Gleichzeitig wurde in einer gemeinsamen polnisch-deutschen Erklärung
festgestellt, dass beide Regierungen keinerlei Ansprüche bezüglich des auf
polnischen Boden nach dem II. Weltkrieg zurückgelassenen Eigentums unterstützen
werden. Das ist gut, aber nicht ausreichend. Deutschland muss alle Ansprüche
seiner eigenen Bürger übernehmen; Deutschland, als Staat, der den II. Weltkrieg
auslöste (...)
Polen, das Opfer des II.
Weltkrieges war, übernahm die Entschädigungsansprüche seiner Bürger, die ihr
Eigentum außerhalb der neuen Grenzen ließen, die durch Jalta festgelegt wurden.
Deutschland, das die gesamte Zeit der Aggressor war, meint, dass es keinerlei
Verpflichtungen gegenüber seinen eigenen Bürgern habe. Das führt genau zu der
Art von Verhalten, (...) wie die Klageerhebung vor dem Europäischen
Menschengerichtshof. (...)
Gleichzeitig möchte ich auf eine
Vorschrift in der deutschen Verfassung hinweisen, die total im Gegensatz zum
Geist, ja den Buchstaben des Vertrages steht. Gemeint ist der Artikel 116 der
Verfassung Deutschlands, der die Fiktion des Fortbestehens Deutschlands in den
Grenzen von 1937 festschreibt und auch heute noch bekräftigt, dass sich neue
Länder, und in den Grenzen von 1937 sind das nur die neuen östlichen Länder,
östlich der Oder mit einer einseitigen Entscheidung Deutschland anschließen
können. (...) Will man also den Geist des polnisch-deutschen Vertrages über
gute nachbarschaftliche Zusammenarbeit und Freundschaft realisieren, so muss
man den Artikel 116 der Deutschen Verfassung streichen, denn wenn er weiter
existiert, stellt sich die Frage: Warum, wozu soll er nützlich sein? (...)

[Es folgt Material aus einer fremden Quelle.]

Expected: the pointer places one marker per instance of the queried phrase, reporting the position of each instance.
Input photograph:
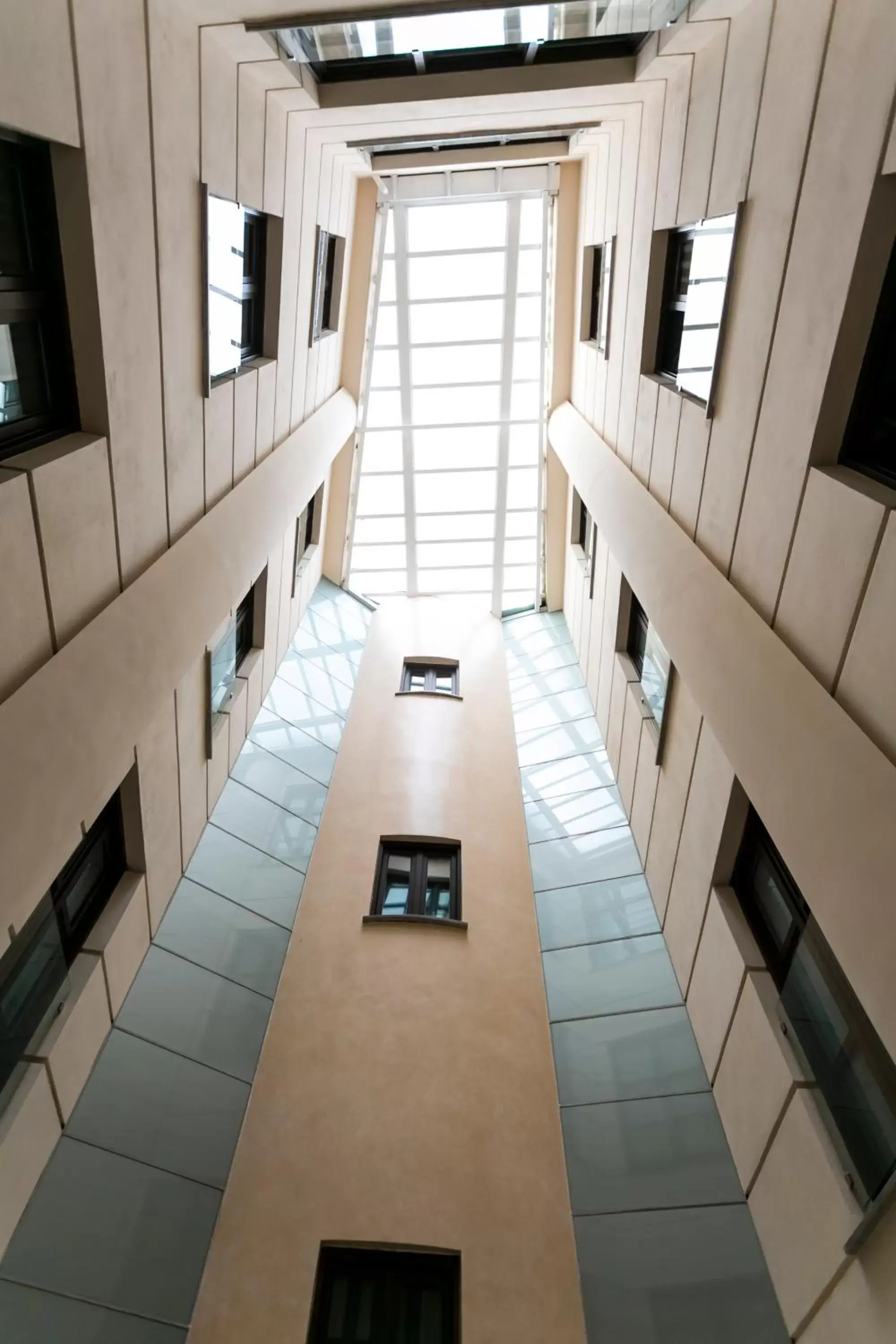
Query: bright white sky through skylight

Bronisław Komorowski (PO):
(...) Der Regierung von Tadeusz
Mazowiecki und dem Minister Krzysztof Skubiszewski wie auch der gesamten Solidarność-Generation gelang es erfolgreich, die
Barrieren der historischen Feindschaft in den Beziehungen zu Deutschland zu
überwinden. Das gelang, obwohl jeder von uns die Last der familiären Erfahrung
und des familiären Schmerzes trägt, und weil sich jeder von uns an die erinnert,
die ihr Leben durch deutsche Hände verloren. (...)
Dieser Weg führte Polen erfolgreich aus den Fesseln von Jalta. Dieser polnische
Weg in den Westen führte über Deutschland, über das vereinte Deutschland. Wer
das nicht versteht, versteht von Politik nichts. (...)
Erinnern wir uns, ich hoffe, dass
wir das noch tun, dass das geschah, als auf polnischem wie auch auf ostdeutschem Boden noch
Abteilungen der Roten Armee stationiert waren. Unter diesen Bedingungen
entstand ein ganzes Paket von vertragsrechtlichen Abmachungen. (...) Diese
berühmte 2+4-Konferenz , die eine schwierige Schlacht für die junge
demokratische polnische Diplomatie bedeutete, weil durch die internationalen
Mächte am Vortag der Unterzeichnung der Verträge mit Deutschland unsere
polnisch-deutsche Grenze garantiert würde.
Nicht alle strittigen Fragen gelang es zu lösen. Das betrifft einige
Eigentumsfragen sowie die Rechte der in Deutschland lebenden Polen. (...)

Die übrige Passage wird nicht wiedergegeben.